Bill Cunningham wrote:
Lexical generators such as Bison, Flex, Lex, &c produce C tokens for the
parser or compiler. What do these C tokens look like? According to ANSI C,
what does the standard have to say about C tokens? Does anyone know?
The Standard defines "preprocessing token" and "token,"
but nothing called a "C token."
A "preprocessing token" is a header name, an identifier,
a "pp-number," a character constant, a string literal, or a
punctuator.
A "token" is a keyword, an identifier, a constant, a string
literal, or a punctuator.
You'll notice a certain amount of overlap. This arises from
the way the Standard describes the translation of C source code
into executable programs: in the early stages of translation
(roughly speaking, up through the point where the preprocessor
has finished its work), the translation is described in terms of
converting incoming characters into preprocessing tokens and
performing various manipulations on them. Later stages convert
the preprocessing tokens into tokens, and attach various meanings
to them. For example, the two terms make it easy to explain why
`sizeof' cannot be evaluated by the preprocessor.

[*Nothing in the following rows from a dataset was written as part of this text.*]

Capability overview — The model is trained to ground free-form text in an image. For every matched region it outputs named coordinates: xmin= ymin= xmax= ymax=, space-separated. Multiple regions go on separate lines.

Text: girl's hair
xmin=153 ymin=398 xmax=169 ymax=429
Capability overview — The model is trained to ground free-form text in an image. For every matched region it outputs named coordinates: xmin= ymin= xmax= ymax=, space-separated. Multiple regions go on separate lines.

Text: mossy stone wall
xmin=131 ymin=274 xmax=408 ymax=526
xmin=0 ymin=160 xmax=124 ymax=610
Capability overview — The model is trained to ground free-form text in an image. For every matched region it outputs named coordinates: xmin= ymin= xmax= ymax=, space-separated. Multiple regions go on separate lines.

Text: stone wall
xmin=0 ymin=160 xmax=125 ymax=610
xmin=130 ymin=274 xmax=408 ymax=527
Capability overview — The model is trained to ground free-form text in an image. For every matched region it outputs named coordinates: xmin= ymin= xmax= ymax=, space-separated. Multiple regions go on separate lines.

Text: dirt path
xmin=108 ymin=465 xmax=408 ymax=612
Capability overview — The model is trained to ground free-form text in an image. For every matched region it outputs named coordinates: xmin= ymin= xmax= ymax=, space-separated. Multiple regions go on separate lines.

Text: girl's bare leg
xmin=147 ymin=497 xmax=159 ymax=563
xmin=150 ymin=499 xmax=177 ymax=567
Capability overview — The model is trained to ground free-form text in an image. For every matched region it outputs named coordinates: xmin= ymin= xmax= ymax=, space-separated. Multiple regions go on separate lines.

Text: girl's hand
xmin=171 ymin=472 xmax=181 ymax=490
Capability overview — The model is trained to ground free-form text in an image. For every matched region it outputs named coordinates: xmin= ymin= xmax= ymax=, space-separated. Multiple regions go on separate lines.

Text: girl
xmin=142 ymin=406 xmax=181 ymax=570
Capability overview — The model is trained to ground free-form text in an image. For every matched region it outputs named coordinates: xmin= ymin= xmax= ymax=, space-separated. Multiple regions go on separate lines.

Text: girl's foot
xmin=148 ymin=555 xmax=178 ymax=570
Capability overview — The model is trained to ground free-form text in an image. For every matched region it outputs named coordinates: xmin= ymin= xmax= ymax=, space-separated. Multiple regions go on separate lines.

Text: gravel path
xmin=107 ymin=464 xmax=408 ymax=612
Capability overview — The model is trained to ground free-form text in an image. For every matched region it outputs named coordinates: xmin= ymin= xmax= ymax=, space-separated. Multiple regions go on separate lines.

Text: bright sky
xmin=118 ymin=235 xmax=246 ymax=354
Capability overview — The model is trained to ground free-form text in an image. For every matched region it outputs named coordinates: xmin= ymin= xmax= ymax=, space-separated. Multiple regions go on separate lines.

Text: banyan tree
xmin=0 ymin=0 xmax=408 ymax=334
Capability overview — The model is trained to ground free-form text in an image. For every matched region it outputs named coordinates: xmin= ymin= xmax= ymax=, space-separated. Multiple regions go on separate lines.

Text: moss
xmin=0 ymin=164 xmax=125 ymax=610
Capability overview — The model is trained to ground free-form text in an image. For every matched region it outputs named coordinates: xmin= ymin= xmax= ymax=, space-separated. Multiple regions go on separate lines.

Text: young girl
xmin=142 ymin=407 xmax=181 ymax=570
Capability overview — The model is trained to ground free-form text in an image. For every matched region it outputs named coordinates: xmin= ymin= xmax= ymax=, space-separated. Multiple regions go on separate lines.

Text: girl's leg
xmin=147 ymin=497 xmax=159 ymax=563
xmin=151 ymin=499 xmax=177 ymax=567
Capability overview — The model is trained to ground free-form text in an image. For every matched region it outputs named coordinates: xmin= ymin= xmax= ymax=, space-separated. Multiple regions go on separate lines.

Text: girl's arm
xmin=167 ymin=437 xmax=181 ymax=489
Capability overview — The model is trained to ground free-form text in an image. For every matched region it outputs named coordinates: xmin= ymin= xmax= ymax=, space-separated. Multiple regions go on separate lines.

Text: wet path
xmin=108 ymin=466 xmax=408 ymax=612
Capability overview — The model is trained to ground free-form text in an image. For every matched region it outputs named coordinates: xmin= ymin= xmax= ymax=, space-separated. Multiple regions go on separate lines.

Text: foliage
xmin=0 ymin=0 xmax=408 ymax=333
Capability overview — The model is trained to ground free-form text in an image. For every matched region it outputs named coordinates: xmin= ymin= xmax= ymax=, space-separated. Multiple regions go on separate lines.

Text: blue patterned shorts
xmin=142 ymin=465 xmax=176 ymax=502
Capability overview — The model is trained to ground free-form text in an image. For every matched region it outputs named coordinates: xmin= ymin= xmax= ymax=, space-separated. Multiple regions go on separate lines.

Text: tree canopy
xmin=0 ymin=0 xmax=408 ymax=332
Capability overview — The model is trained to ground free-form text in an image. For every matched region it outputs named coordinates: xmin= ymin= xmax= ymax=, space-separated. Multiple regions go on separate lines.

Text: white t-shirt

What do these preprocessing tokens and tokens "look like?"
Whatever the implementor finds convenient and pleasing. The
compiler will typically build data structures describing the
preprocessing tokens and tokens constructed from the source, and
will record various bits of useful information to assist the
further actions of the translation. An "identifier," for example,
will probably carry an indication of its scope, of its linkage
(internal, external, or none), and a description of the thing
it names. It might also carry additional handy information like
"The `&' operator is never applied to this identifier, so it's
eligible to be put into a register" -- but all such decorations
are at the implementor's whim.
Personally, I favor a sort of deep teal -- long on the blue,
and not too much green.
--
Er*********@sun.com